5.1 FEASIBILITY STUDY:

The feasibility of the project is analyzed in this phase and business proposal is put forth with a very general plan for the project and some cost estimates. During system analysis the feasibility study of the proposed system is to be carried out. This is to ensure that the proposed system is not a burden to the company.  For feasibility analysis, some understanding of the major requirements for the system is essential.

Three key considerations involved in the feasibility analysis are      

  • ECONOMICAL FEASIBILITY
  • TECHNICAL FEASIBILITY
  • SOCIAL FEASIBILITY

5.1.1 ECONOMICAL FEASIBILITY:                  

This study is carried out to check the economic impact that the system will have on the organization. The amount of fund that the company can pour into the research and development of the system is limited. The expenditures must be justified. Thus the developed system as well within the budget and this was achieved because most of the technologies used are freely available. Only the customized products had to be purchased.

5.1.2 TECHNICAL FEASIBILITY:

This study is carried out to check the technical feasibility, that is, the technical requirements of the system. Any system developed must not have a high demand on the available technical resources. This will lead to high demands on the available technical resources. This will lead to high demands being placed on the client. The developed system must have a modest requirement, as only minimal or null changes are required for implementing this system.  

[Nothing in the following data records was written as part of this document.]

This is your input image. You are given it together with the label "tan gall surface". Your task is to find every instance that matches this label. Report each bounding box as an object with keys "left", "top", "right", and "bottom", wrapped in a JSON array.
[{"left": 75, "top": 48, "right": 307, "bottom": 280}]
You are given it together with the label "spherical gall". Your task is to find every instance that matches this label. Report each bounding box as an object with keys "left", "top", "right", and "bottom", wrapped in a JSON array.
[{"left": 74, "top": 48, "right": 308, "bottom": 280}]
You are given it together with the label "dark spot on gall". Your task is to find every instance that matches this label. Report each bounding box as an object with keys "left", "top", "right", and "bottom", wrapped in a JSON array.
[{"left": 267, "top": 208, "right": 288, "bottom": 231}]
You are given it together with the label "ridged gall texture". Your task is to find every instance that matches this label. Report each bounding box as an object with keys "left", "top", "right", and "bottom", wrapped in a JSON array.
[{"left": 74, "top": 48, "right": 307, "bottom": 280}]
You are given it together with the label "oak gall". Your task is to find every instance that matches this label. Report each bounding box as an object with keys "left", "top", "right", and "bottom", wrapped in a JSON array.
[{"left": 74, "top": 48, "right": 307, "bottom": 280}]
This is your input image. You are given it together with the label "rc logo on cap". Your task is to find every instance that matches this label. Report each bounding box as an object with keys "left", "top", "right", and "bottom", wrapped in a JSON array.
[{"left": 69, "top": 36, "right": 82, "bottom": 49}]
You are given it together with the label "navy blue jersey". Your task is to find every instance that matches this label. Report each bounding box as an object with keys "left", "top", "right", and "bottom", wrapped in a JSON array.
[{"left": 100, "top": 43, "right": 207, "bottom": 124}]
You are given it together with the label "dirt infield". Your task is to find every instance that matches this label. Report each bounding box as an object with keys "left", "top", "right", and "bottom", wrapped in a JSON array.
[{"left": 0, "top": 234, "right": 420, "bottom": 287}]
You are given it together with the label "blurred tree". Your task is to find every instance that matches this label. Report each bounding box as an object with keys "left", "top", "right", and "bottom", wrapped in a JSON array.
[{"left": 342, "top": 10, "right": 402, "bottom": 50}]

5.1.3 SOCIAL FEASIBILITY:  

The aspect of study is to check the level of acceptance of the system by the user. This includes the process of training the user to use the system efficiently. The user must not feel threatened by the system, instead must accept it as a necessity. The level of acceptance by the users solely depends on the methods that are employed to educate the user about the system and to make him familiar with it. His level of confidence must be raised so that he is also able to make some constructive criticism, which is welcomed, as he is the final user of the system.

5.2 SYSTEM TESTING:

Testing is a process of checking whether the developed system is working according to the original objectives and requirements. It is a set of activities that can be planned in advance and conducted systematically. Testing is vital to the success of the system. System testing makes a logical assumption that if all the parts of the system are correct, the global will be successfully achieved. In adequate testing if not testing leads to errors that may not appear even many months. This creates two problems, the time lag between the cause and the appearance of the problem and the effect of the system errors on the files and records within the system. A small system error can conceivably explode into a much larger Problem. Effective testing early in the purpose translates directly into long term cost savings from a reduced number of errors. Another reason for system testing is its utility, as a user-oriented vehicle before implementation. The best programs are worthless if it produces the correct outputs.

5.2.1 UNIT TESTING:

A program represents the logical elements of a system. For a program to run satisfactorily, it must compile and test data correctly and tie in properly with other programs. Achieving an error free program is the responsibility of the programmer. Program  testing  checks  for  two  types  of  errors:  syntax  and  logical. Syntax error is a program statement that violates one or more rules of the language in which it is written. An improperly defined field dimension or omitted keywords are common syntax errors. These errors are shown through error message generated by the computer. For Logic errors the programmer must examine the output carefully.

UNIT TESTING:

Description Expected result
Test for application window properties. All the properties of the windows are to be properly aligned and displayed.
Test for mouse operations. All the mouse operations like click, drag, etc. must perform the necessary operations without any exceptions.

5.1.3 FUNCTIONAL TESTING:

Functional testing of an application is used to prove the application delivers correct results, using enough inputs to give an adequate level of confidence that will work correctly for all sets of inputs. The functional testing will need to prove that the application works for each client type and that personalization function work correctly.When a program is tested, the actual output is compared with the expected output. When there is a discrepancy the sequence of instructions must be traced to determine the problem.  The process is facilitated by breaking the program into self-contained portions, each of which can be checked at certain key points. The idea is to compare program values against desk-calculated values to isolate the problems.

FUNCTIONAL TESTING:

Description Expected result
Test for all modules. All peers should communicate in the group.
Test for various peer in a distributed network framework as it display all users available in the group. The result after execution should give the accurate result.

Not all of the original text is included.